Für Spezialanwendungen gibt es selbstverdichtende Betone. »In der Praxis erleben wir große Unterschiede bei den Bauherren«, berichtet Trauner. »Manche wissen sehr genau, welche Betonsorte für ihre Anforderungen passt, andere – vor allem private Auftraggeber – sind unsicher.« Andreas Hierreich spricht das Thema Zementgehalt an. »Ein zu hoher oder falscher Zementgehalt im Beton kann Risse verursachen, insbesondere durch die entstehende Hydratationswärme oder durch ein ungünstiges Mischungsverhältnis mit Wasser. Das führt zu Schwindrissen.«
Risse beobachten
Risskontrolle ist laut Habau Teil des Qualitätsmanagements. »In der Praxis beginnt die Dokumentation aber oft erst, wenn ein Riss sichtbar ist«, betont Georg Trauner und verweist auf Rissbreitenlineal, Gipsmarken und Drohnenaufnahmen. Mit Sensoren, die direkt in die Bewehrung eingebaut werden, lassen sich Dehnungen und Temperaturentwicklungen als mögliche Rissursachen messen. »In einem Hochbau sind Risse relativ harmlos, weil die expositionelle Beanspruchung gering ist«, stellt Johannes Horvath fest.
Herausfordender sind z. B. Brückenbauwerke mit Spannbeton. Hier erfolgt die Inspektion bei Neubauten alle fünf Jahre, je älter das Bauwerk ist, umso häufiger. »Man prüft die Oberfläche optisch, visuell und organoleptisch.« Sind Risse vorhanden, werden Dioden gesetzt, um die Rissentwicklung aufzunehmen. Entscheidend ist der Durchführungszeitpunkt: im Winter zieht sich das Bauwerk zusammen, der Riss wird größer - im Sommer umgekehrt.

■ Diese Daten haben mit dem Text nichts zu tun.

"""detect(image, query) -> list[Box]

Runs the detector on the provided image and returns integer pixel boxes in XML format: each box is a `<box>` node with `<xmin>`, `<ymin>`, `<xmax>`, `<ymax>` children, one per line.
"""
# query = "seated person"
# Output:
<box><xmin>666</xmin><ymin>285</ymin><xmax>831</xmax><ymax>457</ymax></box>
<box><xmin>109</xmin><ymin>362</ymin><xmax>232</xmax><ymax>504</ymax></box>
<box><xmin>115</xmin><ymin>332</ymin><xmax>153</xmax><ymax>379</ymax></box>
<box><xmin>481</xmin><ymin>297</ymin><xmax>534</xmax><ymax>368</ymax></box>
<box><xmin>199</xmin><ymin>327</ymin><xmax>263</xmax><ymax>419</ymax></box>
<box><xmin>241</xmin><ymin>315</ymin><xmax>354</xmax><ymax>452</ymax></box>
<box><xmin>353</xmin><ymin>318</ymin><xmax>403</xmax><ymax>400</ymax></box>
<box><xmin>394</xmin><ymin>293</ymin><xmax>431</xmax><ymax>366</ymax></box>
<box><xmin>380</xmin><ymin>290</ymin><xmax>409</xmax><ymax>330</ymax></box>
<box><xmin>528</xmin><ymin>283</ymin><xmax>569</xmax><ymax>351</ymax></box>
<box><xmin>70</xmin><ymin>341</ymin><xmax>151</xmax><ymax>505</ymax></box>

Vorhersagen lassen sich Rissbreiten nur eingeschränkt. »Der Eurocode arbeitet mit einem semi-probabilistischen Sicherheitskonzept. Dabei werden Einwirkungen wie Lasten oder Temperaturänderungen den Widerständen aus Material und Bewehrung gegenübergestellt«, informiert Georg Trauner.
Trotz korrekter Berechnungen können natürlich Risse auftreten. Baustellenbedingungen wie Temperatur oder Feuchtigkeit lassen sich nicht vollständig berechnen. Bei Rissen, die die Funktion des Bauteils beeinträchtigen, werden v. a. Polyurethan, Acryl und Epoxyharz eingesetzt. Zum kraftschlüssigen Verbinden von Rissen in Estrichen auf Trenn- oder Dämmlage und von Arbeitsfugen bietet sich z. B. der weber.floor Wellenverbinder in Verbindung mit weberfloor Blitzharz easy, einem schnell härtenden, 2-Komponenten und polymermodifizierten Silikatharz.

Bild: »Die Nachbehandlung von jungem Beton dient unter anderem dem Schutz gegen vorzeitiges Austrocknen der Oberfläche, der Verhinderung von zu starkem Abkühlen oder Erwärmen der Oberfläche und reduziert die Rissgefahr«, betont Christoph Ressler, GVTB/BDÖ.